Tensions remained high, with oil prices hitting a new high above $73, partly driven by fears the dispute could disrupt shipments from the world’s fourth-largest oil exporter.
“What I heard in the room last night was not agreement on the specifics but to the general notion that Iran has to feel isolation and that there is a cost to what they are doing,” UnderSecretary of State Nicholas Burns told reporters.
“Now we need to go beyond that and agree on the specifics of what measures we need to put that into operation,” he said.
He said Iran’s shock announcement last week that it had enriched uranium to a low level and planned to produce it on an industrial scale had focused the minds of the international community.
The US and its European allies say Tehran could divert highly enriched uranium to make bombs.
“What is new is a greater sense of urgency given what the Iranians did last week … Nearly every country is considering some sort of sanctions and that is a new development. We heard last night and again today that all of those that spoke are looking at sanctions,” Burns said.
In a surprise development, an Iranian delegation appeared later in the day in Moscow for talks with officials from the EU3—Britain, France and Germany—although one European official said he did not expect a “breakthrough.”
The Security Council on March 29 gave Iran a month to halt enrichment and answer questions from the International Atomic Energy Agency (IAEA) on its nuclear program.
Russia and China, which both have veto power in the council, say they are not convinced sanctions would work. U.S. officials had hoped to use the talks to persuade them to take a tougher line on Iran, which it suspects of seeking nuclear weapons.
Russian Foreign Minister Sergei Lavrov said some countries, including Russia, wanted to wait until the U.N. nuclear watchdog reports on Iranian compliance on April 28 before acting.
“We are convinced of the need to wait for the IAEA report due at the end of the month,” Lavrov told reporters.
An Iranian delegation headed to Moscow for talks on the dispute, Foreign Minister Manoucher Mottaki told state radio.
He said officials from the Foreign Ministry and the Supreme National Security Council would “discuss possible solutions which could pave the way to reach a comprehensive understanding based on a recognition of Iran’s right to nuclear technology.”
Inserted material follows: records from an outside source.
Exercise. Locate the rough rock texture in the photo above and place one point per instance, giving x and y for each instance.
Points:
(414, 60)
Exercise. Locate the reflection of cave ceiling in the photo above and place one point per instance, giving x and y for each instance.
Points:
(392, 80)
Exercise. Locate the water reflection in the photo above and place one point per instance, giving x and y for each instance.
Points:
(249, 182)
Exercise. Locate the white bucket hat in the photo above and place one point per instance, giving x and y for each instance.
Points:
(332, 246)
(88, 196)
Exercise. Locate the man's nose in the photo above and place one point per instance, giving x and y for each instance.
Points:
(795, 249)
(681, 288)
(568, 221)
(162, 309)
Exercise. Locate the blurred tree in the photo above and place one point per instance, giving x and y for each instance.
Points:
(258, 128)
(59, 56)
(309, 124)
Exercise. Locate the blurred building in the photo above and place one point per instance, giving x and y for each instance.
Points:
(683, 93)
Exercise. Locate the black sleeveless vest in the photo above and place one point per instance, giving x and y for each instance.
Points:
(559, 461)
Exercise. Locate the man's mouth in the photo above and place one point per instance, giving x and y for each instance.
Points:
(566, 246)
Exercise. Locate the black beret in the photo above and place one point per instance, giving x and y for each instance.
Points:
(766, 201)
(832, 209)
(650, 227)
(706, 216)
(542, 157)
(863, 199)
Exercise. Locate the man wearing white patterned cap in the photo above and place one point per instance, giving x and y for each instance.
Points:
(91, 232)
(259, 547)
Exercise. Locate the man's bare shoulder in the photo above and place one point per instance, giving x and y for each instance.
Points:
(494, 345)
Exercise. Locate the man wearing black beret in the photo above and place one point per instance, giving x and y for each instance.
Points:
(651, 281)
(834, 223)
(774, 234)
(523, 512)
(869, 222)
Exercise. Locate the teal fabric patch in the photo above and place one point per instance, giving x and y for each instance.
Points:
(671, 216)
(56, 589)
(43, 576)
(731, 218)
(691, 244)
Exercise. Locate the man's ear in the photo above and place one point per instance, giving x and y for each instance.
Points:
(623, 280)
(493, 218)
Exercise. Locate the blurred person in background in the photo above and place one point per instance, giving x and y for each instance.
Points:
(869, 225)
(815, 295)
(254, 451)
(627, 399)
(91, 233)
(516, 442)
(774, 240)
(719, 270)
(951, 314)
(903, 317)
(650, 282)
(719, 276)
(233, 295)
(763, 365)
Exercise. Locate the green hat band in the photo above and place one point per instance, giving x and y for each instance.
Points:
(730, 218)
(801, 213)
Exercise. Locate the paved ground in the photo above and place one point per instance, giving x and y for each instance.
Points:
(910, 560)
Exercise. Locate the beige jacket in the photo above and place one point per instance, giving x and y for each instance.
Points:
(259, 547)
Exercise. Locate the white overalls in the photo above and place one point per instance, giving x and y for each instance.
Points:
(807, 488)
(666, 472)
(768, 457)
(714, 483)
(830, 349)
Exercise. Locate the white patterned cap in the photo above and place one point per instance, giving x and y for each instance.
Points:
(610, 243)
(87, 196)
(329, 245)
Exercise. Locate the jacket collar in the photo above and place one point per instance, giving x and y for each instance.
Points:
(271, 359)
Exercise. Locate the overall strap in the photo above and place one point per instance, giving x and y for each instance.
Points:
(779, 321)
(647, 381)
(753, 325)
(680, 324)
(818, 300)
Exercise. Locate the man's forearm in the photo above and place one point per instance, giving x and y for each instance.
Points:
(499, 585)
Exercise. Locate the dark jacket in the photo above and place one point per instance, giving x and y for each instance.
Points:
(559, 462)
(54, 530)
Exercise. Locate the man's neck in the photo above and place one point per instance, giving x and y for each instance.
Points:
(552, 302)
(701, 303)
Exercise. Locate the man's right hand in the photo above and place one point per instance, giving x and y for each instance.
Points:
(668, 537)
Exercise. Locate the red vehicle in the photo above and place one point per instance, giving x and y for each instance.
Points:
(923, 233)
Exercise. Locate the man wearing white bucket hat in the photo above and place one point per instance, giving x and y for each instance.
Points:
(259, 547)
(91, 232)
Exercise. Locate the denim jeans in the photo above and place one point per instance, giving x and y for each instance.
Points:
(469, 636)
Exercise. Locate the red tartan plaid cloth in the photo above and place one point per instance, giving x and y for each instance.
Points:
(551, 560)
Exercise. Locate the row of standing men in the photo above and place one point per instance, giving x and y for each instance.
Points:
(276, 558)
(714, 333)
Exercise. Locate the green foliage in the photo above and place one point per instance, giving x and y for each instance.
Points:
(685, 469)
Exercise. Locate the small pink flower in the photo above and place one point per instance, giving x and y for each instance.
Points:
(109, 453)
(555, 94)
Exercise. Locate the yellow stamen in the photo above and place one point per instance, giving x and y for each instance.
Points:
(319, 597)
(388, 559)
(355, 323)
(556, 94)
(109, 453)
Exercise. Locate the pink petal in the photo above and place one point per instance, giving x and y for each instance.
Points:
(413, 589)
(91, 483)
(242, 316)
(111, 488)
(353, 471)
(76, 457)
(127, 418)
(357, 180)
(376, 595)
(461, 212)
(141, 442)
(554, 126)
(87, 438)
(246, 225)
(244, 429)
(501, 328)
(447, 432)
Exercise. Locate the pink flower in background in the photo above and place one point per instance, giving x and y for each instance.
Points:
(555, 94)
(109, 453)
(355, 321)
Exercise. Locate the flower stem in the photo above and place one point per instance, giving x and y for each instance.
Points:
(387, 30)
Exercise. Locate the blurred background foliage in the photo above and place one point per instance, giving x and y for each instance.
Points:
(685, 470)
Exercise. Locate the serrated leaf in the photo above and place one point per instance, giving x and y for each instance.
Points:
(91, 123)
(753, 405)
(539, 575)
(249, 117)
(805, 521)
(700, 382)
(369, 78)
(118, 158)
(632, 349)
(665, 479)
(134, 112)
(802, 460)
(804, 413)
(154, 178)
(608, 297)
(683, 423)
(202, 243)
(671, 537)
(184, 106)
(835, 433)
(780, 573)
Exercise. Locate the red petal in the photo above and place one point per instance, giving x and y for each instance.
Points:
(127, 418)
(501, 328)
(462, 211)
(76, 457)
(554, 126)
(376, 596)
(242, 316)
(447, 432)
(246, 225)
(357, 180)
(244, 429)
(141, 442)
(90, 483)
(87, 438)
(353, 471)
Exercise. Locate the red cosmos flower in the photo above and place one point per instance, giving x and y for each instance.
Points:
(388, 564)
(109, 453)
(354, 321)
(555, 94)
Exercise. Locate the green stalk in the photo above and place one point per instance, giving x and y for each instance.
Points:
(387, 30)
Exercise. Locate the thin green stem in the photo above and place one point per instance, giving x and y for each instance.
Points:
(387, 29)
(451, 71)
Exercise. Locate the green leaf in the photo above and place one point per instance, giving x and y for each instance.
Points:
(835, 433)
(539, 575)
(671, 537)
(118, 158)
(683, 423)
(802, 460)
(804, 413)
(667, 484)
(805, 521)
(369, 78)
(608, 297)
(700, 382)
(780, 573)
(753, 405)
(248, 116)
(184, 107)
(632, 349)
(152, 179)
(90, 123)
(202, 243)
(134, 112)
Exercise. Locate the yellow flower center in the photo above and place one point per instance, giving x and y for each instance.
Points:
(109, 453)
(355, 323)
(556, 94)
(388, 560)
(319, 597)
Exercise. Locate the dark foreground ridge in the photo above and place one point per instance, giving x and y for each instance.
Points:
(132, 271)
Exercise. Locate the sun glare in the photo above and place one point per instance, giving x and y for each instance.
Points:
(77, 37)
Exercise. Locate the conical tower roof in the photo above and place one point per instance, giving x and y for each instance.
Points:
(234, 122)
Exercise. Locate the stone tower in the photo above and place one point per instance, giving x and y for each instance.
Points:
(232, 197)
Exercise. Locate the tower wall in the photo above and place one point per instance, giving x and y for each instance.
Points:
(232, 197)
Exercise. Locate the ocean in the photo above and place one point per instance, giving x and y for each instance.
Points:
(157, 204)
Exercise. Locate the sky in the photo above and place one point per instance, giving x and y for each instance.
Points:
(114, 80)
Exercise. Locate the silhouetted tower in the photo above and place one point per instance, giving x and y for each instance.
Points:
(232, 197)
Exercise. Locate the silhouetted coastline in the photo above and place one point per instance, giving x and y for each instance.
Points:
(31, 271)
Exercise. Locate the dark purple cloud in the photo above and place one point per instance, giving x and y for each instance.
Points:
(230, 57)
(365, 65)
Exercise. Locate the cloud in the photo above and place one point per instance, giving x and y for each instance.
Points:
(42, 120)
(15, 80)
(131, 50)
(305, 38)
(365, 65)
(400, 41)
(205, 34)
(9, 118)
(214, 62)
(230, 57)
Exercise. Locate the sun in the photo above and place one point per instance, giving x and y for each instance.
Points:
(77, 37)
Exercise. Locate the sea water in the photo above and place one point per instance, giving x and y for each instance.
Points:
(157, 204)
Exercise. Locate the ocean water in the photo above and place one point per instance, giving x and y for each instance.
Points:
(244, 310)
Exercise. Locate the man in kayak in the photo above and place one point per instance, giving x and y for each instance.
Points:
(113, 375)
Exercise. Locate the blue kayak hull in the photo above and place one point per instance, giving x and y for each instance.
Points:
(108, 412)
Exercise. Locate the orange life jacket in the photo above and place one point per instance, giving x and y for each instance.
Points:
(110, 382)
Iran says it only wants nuclear power for civilian use, but Russia said Tehran was not responding to international demands.
One diplomat from a country that opposes Iran’s nuclear work said Iran could suggest a “pause.”
“This is to prepare the ground for renewing negotiations with the Europeans,” the diplomat, said about the proposal. It was unclear how long the pause would be.
A senior EU3 diplomat said he would welcome Iran’s presentating such an initiative and halting their enrichment research. But it would have to be more than a brief technical pause in order for the Europeans to revive negotiations with Tehran.
Burns said Washington was opposed to allowing Iran any kind of pause, calling some of Iran’s negotiating positions “a ruse.”
Market worries that the nuclear crisis might disrupt Iranian oil exports pushed oil above $73 a barrel, a fresh record.
Tuesday’s meeting of deputy foreign ministers from Russia, China, the United States, Germany, France and Britain underlined international differences over punitive action against Iran.
All the powers have said they are determined to solve the problem through diplomatic means, but the US is alone among them in not ruling out military action.
Pres. Bush plans to raise the issue during PM Hu Jintao’s visit.